Im Anschluss lädt Walker die Zuhörer ein, Fragen zu stellen. Er selbst beginnt mit einer einfachen Verständnisfrage. Nach meiner Antwort folgt betretenes Schweigen. Die Sekunden verstreichen, die Stille wird immer unangenehmer. Doch es dauert eine ganze Weile, bis Walker die Versammlung endlich auflöst und allen für ihre Aufmerksamkeit dankt. Das war seltsam, nicht ermutigend.

„Tolle Präsentation“, strahlt Walker. „Du kannst nächsten Monat anfangen“, fügt er hinzu. Er fragt gar nicht, ob ich die Position überhaupt möchte.
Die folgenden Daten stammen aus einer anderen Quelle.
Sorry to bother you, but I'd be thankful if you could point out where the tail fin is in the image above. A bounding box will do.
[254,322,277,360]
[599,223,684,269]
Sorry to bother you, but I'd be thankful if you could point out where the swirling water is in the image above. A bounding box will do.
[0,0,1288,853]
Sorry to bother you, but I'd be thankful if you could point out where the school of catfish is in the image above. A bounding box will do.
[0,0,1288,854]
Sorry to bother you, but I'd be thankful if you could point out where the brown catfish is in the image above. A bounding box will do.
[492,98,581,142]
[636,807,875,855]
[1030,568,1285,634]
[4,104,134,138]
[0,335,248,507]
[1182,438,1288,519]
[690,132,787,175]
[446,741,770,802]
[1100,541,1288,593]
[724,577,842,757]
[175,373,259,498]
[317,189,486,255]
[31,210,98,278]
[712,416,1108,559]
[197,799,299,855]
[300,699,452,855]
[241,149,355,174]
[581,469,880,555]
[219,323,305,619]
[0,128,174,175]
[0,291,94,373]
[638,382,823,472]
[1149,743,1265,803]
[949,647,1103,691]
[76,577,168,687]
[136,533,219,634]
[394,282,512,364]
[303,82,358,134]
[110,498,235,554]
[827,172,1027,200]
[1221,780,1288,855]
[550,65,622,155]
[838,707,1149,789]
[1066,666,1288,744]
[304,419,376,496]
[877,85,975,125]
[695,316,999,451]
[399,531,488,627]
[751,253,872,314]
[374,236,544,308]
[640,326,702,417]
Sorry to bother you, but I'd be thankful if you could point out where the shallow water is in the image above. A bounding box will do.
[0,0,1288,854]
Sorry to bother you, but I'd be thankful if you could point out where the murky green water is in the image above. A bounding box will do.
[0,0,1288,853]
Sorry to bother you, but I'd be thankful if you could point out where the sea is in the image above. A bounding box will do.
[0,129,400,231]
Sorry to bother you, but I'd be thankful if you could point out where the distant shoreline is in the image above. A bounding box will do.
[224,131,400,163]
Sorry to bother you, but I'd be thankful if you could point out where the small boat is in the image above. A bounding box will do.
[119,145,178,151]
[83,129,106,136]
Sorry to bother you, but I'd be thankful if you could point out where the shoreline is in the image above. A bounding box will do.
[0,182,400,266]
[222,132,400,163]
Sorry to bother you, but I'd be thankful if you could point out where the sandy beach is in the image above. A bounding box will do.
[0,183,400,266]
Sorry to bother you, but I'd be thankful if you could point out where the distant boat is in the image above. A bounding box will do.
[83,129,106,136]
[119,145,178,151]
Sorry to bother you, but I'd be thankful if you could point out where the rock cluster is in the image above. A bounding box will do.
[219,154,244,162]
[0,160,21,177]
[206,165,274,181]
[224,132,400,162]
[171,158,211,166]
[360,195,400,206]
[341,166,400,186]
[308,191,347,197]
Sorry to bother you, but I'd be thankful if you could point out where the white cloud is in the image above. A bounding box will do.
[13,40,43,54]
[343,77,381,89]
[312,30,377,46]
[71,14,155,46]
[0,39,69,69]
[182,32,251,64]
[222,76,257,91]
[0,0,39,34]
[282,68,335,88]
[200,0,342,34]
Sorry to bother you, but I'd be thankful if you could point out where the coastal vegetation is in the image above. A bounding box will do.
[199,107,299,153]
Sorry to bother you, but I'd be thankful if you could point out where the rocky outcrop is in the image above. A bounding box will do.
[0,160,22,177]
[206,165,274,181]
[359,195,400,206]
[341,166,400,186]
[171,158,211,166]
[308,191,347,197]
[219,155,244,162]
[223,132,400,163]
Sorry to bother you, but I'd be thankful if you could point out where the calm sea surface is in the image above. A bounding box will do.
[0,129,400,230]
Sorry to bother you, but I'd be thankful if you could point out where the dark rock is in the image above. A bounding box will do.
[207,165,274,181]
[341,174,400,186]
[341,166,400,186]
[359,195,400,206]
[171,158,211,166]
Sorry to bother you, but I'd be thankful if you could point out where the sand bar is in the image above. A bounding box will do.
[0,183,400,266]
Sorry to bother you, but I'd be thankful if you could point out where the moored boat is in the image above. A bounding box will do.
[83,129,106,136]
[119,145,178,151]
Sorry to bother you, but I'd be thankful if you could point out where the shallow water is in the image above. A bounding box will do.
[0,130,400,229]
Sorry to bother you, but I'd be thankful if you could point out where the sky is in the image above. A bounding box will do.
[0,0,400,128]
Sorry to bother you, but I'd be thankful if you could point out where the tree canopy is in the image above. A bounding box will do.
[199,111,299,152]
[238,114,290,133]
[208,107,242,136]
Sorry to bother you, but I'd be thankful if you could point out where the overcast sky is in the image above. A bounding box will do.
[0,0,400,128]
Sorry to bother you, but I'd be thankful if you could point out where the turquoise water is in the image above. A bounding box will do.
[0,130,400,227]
Ich presse meine Lippen aufeinander. „Ich muss darüber nachdenken“, wispere ich. Professor Walker hebt die Augenbrauen, schaut zuerst verwirrt, dann angewidert. „Mit Zweiflern kann ich hier nichts anfangen“, presst er genervt hervor.

Zurück im Gästehaus lege ich mich wieder ins Bett. Ich bin sicher, dass ich dieses Labor nie wieder betreten werde.